Die vier Formen einer medizinischen Dissertation

1. Experimentelle Dissertation
Von einer experimentellen Dissertation spricht man, wenn Experimente im Labor durchgeführt wurden, die nun in der Arbeit ausgewertet und diskutiert werden sollten. Bei der Erstellung einer experimentellen Dissertation steht die Durchführung eigener Experimente, um Hypothesen zu testen und neue Erkenntnisse zu gewinnen, im Vordergrund. Es ist in fast allen medizinischen Bereichen möglich eine solche Dissertation anzufertigen.
Ablauf einer experimentellen Dissertation:
1. Durchführung eines Experiments:
Dies kann im Labor, in einem Feldsetting oder auch mithilfe von Computermodellen geschehen.
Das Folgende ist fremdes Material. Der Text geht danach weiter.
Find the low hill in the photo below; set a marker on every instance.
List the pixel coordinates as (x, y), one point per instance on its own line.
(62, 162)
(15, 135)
2. Detaillierte Beschreibung der Methodik:
Erklärung, wie das Experiment durchgeführt worden ist, welche Variablen gemessen wurden und welche Methoden zur Datenerhebung und -analyse angewendet wurden.
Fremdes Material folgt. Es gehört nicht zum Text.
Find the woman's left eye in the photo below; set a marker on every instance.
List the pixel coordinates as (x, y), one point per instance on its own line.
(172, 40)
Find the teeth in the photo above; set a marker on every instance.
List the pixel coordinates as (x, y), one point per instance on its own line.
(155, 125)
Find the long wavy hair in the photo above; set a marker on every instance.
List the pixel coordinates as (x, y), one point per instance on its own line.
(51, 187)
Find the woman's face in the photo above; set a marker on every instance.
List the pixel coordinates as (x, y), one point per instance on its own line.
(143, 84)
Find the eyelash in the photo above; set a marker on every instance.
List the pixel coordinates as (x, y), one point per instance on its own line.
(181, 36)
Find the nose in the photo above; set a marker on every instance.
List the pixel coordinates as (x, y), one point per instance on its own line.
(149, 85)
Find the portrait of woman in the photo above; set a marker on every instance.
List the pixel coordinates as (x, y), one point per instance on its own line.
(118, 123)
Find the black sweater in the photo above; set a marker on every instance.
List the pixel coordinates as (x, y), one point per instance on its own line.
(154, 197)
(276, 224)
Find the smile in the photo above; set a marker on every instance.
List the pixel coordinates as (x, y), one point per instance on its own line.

3. Präsentation der Ergebnisse:
Die Daten, die durch das Experiment erhoben wurden, werden analysiert und ausgewertet.
4. Diskussion:
In der Diskussion werden die Ergebnisse interpretiert, in den Kontext bestehender Forschung eingeordnet und möglicherweise neue Fragestellungen aufgeworfen.
Experimentelle Dissertationen finden sich häufig in den Naturwissenschaften, Ingenieurwissenschaften und in der Psychologie, aber auch in anderen Disziplinen, in denen empirische Forschung betreiben wird.
2. Klinische Dissertation
Eine klinische Dissertation behandelt ein medizinisches, gesundheitliches oder psychologisches Thema aus der Praxis. Diese Form der Dissertation wird häufig im Rahmen eines Medizinstudiums oder eines anderen Gesundheitsberufs, wie der Psychologie oder Pharmazie angefertigt.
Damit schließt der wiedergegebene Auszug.